Großvater berief Makepeace und mich zur Verlesung des Letzten Willens zu sich, den er noch kurz vor der tödlich verlaufenen Seereise zusammen mit Vater durchgesehen hatte. Der Inhalt barg keine besonderen Überraschungen: das Haus, die Grundstücke im Wald, am Strand sowie die Felder gingen an Makepeace, mitsamt der Einrichtung und dem Vieh. Ich würde das Recht haben, bis zu meiner Ehe im Haus zu leben und mein Auskommen dort zu haben. Für den Fall einer Eheschließung sei Makepeace verpflichtet, »seinen Vermögensverhältnissen entsprechend für eine Aussteuer zu sorgen«. Außerdem erbte ich eine kleine, silbergerahmte Tuschezeichnung meiner Mutter, angefertigt, als sie noch ein Mädchen in Wiltshire, England, war. »Darüber hinaus hinterlässt dir dein Vater auch seinen Homer und die Hebräische Bibel …« Großvater murmelte etwas zerstreut vor sich hin, seine Hand spielte mit dem Pergament. »Seltsames Vermächtnis, wie ich ihm auch gesagt habe.
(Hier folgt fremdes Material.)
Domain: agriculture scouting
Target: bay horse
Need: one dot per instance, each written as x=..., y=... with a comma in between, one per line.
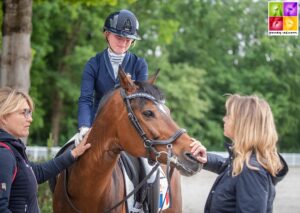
x=132, y=118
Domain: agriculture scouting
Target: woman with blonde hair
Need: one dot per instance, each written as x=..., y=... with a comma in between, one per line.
x=18, y=176
x=247, y=178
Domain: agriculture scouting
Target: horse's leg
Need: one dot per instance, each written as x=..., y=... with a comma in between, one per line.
x=176, y=205
x=60, y=204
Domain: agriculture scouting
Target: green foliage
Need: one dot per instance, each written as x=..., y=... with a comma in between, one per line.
x=45, y=198
x=204, y=49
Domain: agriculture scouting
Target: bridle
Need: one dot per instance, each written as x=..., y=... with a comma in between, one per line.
x=149, y=143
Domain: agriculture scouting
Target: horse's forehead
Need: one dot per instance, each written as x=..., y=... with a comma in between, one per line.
x=162, y=107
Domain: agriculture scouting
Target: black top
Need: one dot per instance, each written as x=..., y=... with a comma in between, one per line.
x=250, y=191
x=20, y=194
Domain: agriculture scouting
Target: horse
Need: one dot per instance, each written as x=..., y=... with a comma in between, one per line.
x=131, y=118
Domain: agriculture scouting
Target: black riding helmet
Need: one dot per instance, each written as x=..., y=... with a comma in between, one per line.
x=123, y=23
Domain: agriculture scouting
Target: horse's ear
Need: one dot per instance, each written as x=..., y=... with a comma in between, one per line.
x=125, y=81
x=153, y=78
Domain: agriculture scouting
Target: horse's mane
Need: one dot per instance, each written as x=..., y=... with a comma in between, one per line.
x=144, y=87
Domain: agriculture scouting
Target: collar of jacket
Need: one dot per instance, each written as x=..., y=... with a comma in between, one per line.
x=16, y=143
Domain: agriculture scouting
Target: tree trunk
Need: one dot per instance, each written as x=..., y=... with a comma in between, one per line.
x=16, y=50
x=57, y=106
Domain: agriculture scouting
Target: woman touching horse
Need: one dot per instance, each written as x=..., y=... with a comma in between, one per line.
x=132, y=118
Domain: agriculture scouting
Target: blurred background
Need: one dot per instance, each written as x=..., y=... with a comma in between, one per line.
x=204, y=49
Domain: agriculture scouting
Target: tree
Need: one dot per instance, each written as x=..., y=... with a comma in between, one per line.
x=16, y=50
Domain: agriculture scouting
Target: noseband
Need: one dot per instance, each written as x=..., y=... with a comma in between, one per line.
x=148, y=143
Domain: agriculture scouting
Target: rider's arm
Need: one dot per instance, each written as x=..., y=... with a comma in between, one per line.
x=85, y=102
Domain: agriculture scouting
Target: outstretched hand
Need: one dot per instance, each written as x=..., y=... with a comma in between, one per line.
x=199, y=151
x=81, y=147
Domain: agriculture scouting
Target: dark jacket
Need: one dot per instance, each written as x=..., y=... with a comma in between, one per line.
x=20, y=194
x=98, y=78
x=250, y=191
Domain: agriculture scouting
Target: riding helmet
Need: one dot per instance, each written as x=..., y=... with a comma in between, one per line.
x=123, y=23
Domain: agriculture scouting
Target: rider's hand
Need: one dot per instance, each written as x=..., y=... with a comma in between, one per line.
x=79, y=136
x=81, y=147
x=199, y=151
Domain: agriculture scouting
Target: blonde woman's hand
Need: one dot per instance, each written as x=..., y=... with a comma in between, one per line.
x=81, y=147
x=198, y=150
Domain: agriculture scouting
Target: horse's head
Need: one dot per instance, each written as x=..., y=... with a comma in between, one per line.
x=151, y=132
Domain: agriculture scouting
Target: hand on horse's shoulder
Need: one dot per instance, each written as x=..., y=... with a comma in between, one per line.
x=81, y=147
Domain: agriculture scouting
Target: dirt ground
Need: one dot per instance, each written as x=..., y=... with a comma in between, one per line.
x=196, y=188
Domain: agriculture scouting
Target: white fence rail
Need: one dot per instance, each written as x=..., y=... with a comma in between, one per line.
x=36, y=153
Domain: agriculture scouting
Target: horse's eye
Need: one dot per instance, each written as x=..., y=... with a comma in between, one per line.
x=148, y=113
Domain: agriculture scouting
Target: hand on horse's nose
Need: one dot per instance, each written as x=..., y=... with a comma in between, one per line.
x=81, y=147
x=199, y=151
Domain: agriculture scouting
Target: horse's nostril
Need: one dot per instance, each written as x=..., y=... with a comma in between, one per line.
x=191, y=157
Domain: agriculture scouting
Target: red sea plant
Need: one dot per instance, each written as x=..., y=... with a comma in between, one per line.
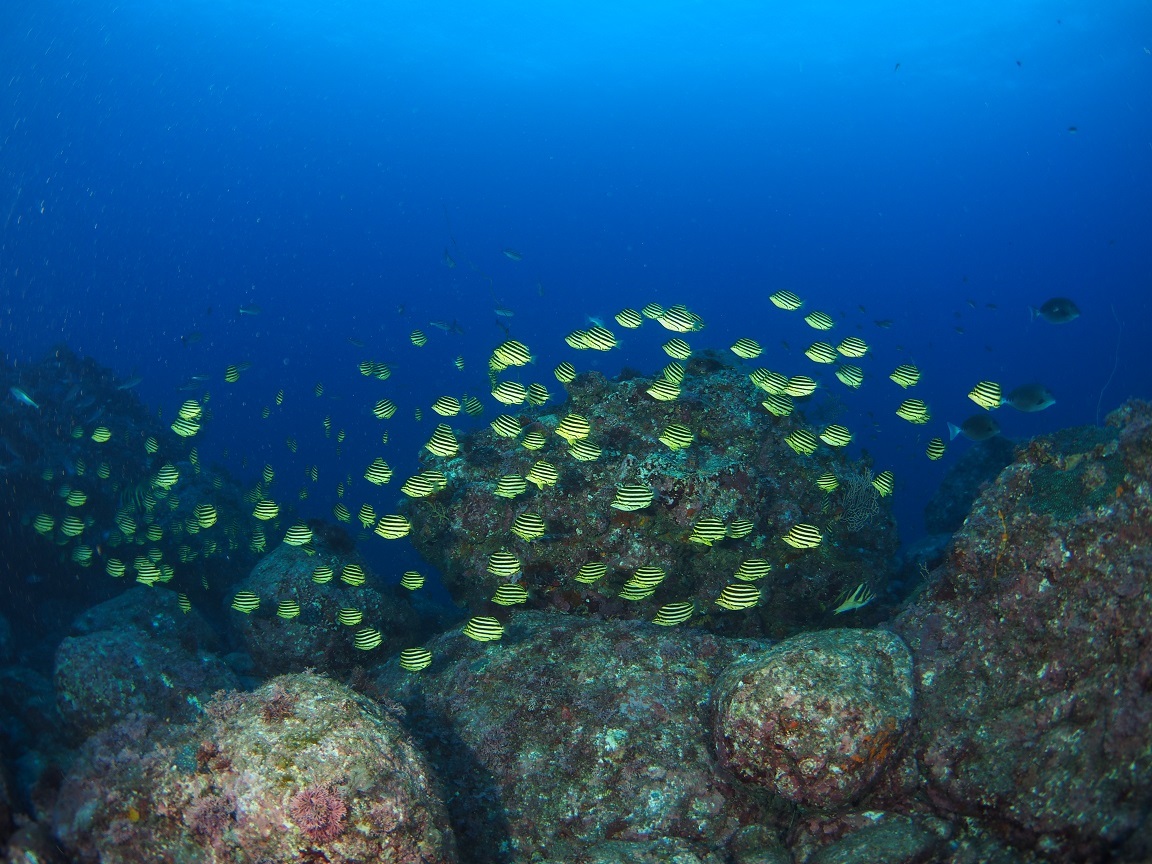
x=319, y=812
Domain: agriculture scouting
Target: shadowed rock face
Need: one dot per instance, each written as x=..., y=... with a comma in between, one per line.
x=739, y=467
x=1033, y=660
x=569, y=733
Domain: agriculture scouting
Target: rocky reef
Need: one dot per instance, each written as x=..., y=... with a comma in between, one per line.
x=1001, y=714
x=573, y=733
x=739, y=467
x=300, y=770
x=1033, y=660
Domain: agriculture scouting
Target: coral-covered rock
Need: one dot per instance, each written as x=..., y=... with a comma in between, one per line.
x=739, y=467
x=37, y=742
x=316, y=638
x=868, y=836
x=106, y=675
x=817, y=718
x=1033, y=657
x=569, y=733
x=301, y=770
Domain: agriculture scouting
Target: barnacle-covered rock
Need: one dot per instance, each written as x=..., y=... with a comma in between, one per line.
x=816, y=719
x=301, y=770
x=739, y=467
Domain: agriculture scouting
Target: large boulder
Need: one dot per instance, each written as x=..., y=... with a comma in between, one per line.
x=817, y=718
x=1033, y=660
x=301, y=770
x=571, y=733
x=740, y=467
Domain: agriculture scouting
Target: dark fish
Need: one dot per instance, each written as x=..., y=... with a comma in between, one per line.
x=21, y=396
x=1058, y=310
x=977, y=427
x=1031, y=398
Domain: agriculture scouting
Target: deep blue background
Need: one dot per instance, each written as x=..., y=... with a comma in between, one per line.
x=163, y=164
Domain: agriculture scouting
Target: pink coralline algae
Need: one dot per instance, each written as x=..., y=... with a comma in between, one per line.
x=1033, y=653
x=338, y=780
x=817, y=718
x=319, y=812
x=574, y=732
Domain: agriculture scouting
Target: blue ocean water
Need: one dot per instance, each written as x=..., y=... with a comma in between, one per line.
x=937, y=169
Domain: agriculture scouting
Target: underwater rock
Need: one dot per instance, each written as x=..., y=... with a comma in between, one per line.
x=739, y=467
x=817, y=718
x=657, y=851
x=316, y=638
x=301, y=770
x=36, y=740
x=961, y=485
x=104, y=676
x=32, y=843
x=1033, y=660
x=570, y=732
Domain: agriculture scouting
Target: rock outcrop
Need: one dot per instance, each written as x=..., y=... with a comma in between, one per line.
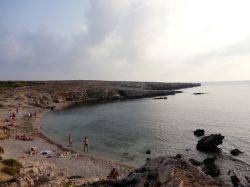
x=235, y=152
x=199, y=132
x=164, y=172
x=210, y=143
x=210, y=167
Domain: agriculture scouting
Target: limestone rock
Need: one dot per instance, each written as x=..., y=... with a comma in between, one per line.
x=210, y=143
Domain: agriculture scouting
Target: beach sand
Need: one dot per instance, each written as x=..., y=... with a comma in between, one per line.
x=62, y=161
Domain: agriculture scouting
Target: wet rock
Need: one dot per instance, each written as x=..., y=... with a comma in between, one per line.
x=199, y=132
x=209, y=160
x=195, y=162
x=235, y=180
x=247, y=179
x=57, y=99
x=210, y=167
x=210, y=143
x=236, y=152
x=165, y=171
x=199, y=93
x=179, y=156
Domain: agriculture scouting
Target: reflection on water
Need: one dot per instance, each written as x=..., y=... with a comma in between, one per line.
x=124, y=131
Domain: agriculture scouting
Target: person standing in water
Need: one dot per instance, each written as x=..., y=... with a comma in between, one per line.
x=70, y=139
x=86, y=144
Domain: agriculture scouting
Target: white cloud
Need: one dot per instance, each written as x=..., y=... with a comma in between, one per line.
x=164, y=40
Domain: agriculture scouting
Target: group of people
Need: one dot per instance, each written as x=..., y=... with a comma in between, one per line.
x=85, y=143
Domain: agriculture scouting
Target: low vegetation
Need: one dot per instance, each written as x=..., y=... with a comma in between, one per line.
x=12, y=163
x=15, y=84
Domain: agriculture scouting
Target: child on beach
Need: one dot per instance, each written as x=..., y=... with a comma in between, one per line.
x=70, y=139
x=113, y=174
x=86, y=144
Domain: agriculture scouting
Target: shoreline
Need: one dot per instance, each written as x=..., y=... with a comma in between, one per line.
x=41, y=99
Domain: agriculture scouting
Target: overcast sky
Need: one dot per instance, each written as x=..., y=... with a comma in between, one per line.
x=139, y=40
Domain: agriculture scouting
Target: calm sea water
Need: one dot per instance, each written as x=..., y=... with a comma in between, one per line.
x=124, y=131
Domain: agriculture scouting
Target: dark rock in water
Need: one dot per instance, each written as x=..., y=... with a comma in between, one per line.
x=162, y=172
x=208, y=161
x=235, y=180
x=179, y=156
x=195, y=162
x=198, y=93
x=236, y=152
x=210, y=167
x=247, y=179
x=210, y=143
x=160, y=98
x=199, y=132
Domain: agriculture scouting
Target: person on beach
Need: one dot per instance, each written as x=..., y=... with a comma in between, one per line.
x=86, y=144
x=113, y=174
x=70, y=139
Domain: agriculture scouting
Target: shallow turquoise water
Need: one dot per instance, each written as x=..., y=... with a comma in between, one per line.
x=124, y=131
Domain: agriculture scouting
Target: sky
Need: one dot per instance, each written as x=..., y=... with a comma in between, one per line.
x=134, y=40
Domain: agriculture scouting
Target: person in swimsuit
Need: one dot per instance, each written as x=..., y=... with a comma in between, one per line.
x=70, y=140
x=86, y=144
x=113, y=174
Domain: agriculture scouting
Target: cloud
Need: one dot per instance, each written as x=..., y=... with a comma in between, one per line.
x=136, y=40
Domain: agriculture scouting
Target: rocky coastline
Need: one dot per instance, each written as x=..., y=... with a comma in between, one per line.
x=69, y=168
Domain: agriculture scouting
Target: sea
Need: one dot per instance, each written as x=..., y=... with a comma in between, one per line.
x=125, y=131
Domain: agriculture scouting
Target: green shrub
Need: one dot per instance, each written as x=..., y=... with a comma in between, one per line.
x=75, y=177
x=1, y=150
x=12, y=163
x=10, y=170
x=41, y=180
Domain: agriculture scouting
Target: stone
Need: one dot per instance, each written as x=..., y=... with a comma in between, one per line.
x=235, y=180
x=235, y=152
x=195, y=162
x=210, y=143
x=210, y=167
x=148, y=152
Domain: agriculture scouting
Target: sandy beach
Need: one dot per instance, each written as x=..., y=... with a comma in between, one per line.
x=60, y=161
x=21, y=111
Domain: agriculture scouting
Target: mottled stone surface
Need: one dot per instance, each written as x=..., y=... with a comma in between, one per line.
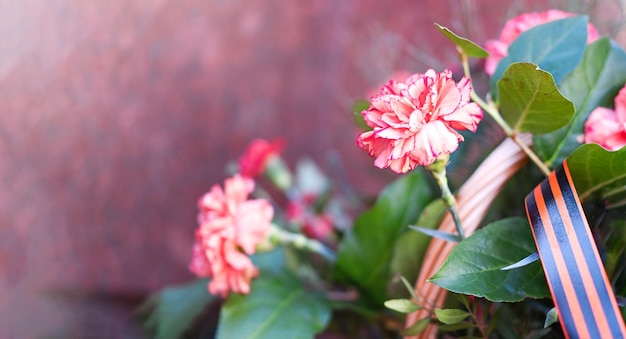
x=115, y=116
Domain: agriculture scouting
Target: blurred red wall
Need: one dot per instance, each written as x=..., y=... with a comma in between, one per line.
x=115, y=116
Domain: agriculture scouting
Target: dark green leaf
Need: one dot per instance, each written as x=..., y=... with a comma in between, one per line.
x=416, y=328
x=530, y=100
x=456, y=327
x=599, y=173
x=468, y=47
x=551, y=318
x=365, y=251
x=411, y=246
x=173, y=309
x=595, y=82
x=556, y=47
x=359, y=106
x=474, y=265
x=278, y=306
x=402, y=305
x=409, y=288
x=451, y=316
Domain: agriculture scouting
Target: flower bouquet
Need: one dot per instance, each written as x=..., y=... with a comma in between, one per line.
x=531, y=244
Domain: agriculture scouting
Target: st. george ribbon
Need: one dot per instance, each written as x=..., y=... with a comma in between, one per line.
x=580, y=288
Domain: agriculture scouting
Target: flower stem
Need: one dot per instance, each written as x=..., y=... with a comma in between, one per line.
x=299, y=241
x=438, y=170
x=492, y=110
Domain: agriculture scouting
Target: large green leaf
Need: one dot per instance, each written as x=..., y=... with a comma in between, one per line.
x=278, y=306
x=599, y=173
x=467, y=46
x=365, y=251
x=595, y=82
x=474, y=265
x=174, y=308
x=530, y=100
x=411, y=246
x=556, y=47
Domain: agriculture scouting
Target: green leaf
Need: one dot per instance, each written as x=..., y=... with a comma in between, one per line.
x=451, y=316
x=551, y=318
x=409, y=288
x=595, y=82
x=526, y=261
x=365, y=251
x=416, y=328
x=474, y=265
x=402, y=305
x=175, y=308
x=456, y=327
x=599, y=173
x=445, y=236
x=556, y=47
x=468, y=47
x=278, y=306
x=530, y=100
x=411, y=246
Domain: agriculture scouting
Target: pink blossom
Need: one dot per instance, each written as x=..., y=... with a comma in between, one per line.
x=230, y=226
x=498, y=49
x=312, y=225
x=607, y=127
x=416, y=121
x=259, y=151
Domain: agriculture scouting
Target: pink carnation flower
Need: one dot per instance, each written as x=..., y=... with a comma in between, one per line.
x=415, y=121
x=253, y=161
x=498, y=49
x=228, y=225
x=607, y=127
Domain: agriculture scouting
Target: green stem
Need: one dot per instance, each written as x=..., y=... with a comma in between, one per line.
x=492, y=110
x=299, y=241
x=438, y=171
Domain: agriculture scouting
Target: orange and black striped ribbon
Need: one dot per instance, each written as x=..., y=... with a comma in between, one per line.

Meiner Meinung nach hätte Makepeace davon größeren Nutzen gehabt … Aber da steht es, genauso, wie er es wollte …«
Er ließ diesen Satz im Raum stehen, strich das Dokument glatt, legte sein Augenglas beiseite und faltete die schmalen Hände über der Tischplatte. Ich hatte gedacht, die Zusammenkunft sei vorüber, und wollte mich bereits von meinem Stuhl erheben, als er weitersprach.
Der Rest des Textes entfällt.